Climate change is undoubtedly a major and growing threat to global water supply, but several other threats compete for the "most important" designation, and the answer depends on time-scale and geographical context.
The case for climate change. Climate change affects water supply through several mechanisms:
- Changing precipitation patterns. Dry regions are getting DRIER (the Sahel, Mediterranean, south-west USA, parts of southern Africa); wet regions are seeing more INTENSE precipitation (south-east Asia monsoons, north-west Europe winters). The closed-system total is unchanged, but the local distribution is shifting in ways that hurt many already-vulnerable populations.
- Glacier retreat. Himalayan glaciers feed rivers (Indus, Ganges, Brahmaputra, Mekong) that supply ~1.5 billion people. As glaciers shrink, summer river flow will eventually FALL after a brief peak. The Andean glaciers supply La Paz, Quito and Lima similarly. The Alps feed the Rhône and Rhine.
- Sea-level rise threatens deltaic populations (Bangladesh, Nile delta, Pearl River delta) directly and contaminates coastal groundwater with saltwater intrusion.
- Increased evaporation losses in hot regions reduce river discharge and groundwater recharge.

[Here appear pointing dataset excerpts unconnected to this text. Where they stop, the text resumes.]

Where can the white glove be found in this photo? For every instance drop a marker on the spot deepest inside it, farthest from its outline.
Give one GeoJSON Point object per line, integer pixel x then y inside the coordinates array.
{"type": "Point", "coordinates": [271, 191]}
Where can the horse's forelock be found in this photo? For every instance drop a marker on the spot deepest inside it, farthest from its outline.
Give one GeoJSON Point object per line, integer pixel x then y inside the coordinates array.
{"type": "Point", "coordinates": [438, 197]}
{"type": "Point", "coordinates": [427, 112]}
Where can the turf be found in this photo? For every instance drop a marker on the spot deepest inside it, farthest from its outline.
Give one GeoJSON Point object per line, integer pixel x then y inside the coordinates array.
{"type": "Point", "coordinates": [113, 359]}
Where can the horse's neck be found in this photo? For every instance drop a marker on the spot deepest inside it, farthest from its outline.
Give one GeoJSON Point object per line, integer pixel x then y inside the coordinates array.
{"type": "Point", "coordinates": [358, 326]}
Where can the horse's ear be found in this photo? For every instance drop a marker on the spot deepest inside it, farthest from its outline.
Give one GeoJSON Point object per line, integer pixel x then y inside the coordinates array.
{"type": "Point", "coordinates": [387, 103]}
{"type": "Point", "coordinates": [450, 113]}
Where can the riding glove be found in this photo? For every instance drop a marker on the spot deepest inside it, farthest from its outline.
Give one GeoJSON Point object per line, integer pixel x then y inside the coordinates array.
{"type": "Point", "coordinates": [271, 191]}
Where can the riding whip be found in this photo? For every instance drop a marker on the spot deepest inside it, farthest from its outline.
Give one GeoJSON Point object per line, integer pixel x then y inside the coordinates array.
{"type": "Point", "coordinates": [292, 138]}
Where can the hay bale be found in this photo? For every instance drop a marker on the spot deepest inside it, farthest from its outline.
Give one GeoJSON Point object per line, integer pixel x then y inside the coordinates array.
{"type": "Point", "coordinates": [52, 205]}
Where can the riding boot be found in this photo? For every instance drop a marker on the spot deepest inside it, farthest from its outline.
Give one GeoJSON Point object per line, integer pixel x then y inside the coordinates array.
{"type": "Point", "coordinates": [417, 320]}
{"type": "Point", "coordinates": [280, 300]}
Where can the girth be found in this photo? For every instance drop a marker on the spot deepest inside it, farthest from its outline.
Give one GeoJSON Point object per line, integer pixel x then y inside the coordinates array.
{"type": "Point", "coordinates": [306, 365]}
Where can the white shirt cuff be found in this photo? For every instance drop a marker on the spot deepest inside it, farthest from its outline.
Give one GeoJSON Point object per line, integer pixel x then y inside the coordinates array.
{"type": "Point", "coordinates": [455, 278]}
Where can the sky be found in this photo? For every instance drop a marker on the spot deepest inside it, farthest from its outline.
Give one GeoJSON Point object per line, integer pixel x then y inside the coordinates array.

- Extreme events — droughts (south-east Australia, California, Cape Town's "Day Zero" 2017-18) and floods (Bangladesh, Pakistan 2022) — disrupt supply unpredictably.
The 2022 IPCC report concludes that water-related impacts are among the most severe consequences of warming. The threat is GLOBAL, INCREASING and partly IRREVERSIBLE.
The case for other threats being equally or more important.
1) Population growth and rising demand. Global population has gone from ~1.6 billion (1900) to ~8 billion (today), projected to ~10 billion by ~2050. Even with no climate change, rising population — concentrated in already-water-stressed regions like sub-Saharan Africa, South Asia and the Middle East — would push many regions into scarcity. Population growth has caused most of the historic water-stress increase to date.
2) Agricultural intensification. Irrigation has tripled since 1950 and now uses ~70% of global withdrawals. As emerging economies adopt meat-rich diets (1 kg of beef ≈ 15,000 L of virtual water), agricultural water demand is forecast to keep rising. This driver may be MORE IMPACTFUL than climate change in the short term.
3) Pollution. Water that is contaminated by sewage, industry or agriculture is effectively REMOVED from useful supply. Yamuna (India) receives ~3 billion litres of mostly untreated sewage daily; the river is biologically dead through Delhi. Pollution can wipe out supply faster than climate change drains it.
4) Over-abstraction. Groundwater depletion in India's Punjab and California's Central Valley is depleting aquifers built over millennia. The Aral Sea has lost 90% of its volume from over-abstraction unrelated to climate. The Colorado River often fails to reach the Gulf because of upstream withdrawals.
5) Institutional and economic weakness (economic water scarcity). In much of sub-Saharan Africa, lack of infrastructure is a bigger short-term threat to safe water supply than climate change.
6) Political conflict. Water-stressed regions also tend to be politically unstable (Yemen, Syria, parts of Central Asia). Conflict can destroy water infrastructure or block access for years.
Counter-argument: climate change AMPLIFIES all other threats. Even if rising demand is the "biggest" driver today, climate change is the THREAT MULTIPLIER. It makes pollution worse (lower flows concentrate pollutants), makes over-abstraction more dangerous (less rainfall to recharge), makes economic scarcity harder to fix (more unstable flows to plan against), and intensifies political tension over water resources.
Judgement. No single threat is universally "most important". Over the SHORT TERM (next 10-20 years), rising demand, pollution and over-abstraction may individually do more damage than climate change in many regions. Over the LONGER TERM (2050+), climate change will be the dominant background driver that determines whether other threats are manageable or catastrophic. Climate change is also UNIVERSAL — it affects every region of the world — while other threats are more localised. In a SPECIFIC region (Bangladesh's deltaic flood + sea-level rise) climate change may indeed be the most important threat; in another (rural Mozambique) economic scarcity dominates. The honest answer is that climate change is the THREAT MULTIPLIER and the long-term BACKGROUND DRIVER, but it interacts with — and is sometimes outweighed by — other simultaneous threats. The 21st-century water-supply challenge requires addressing ALL of them in a coordinated way.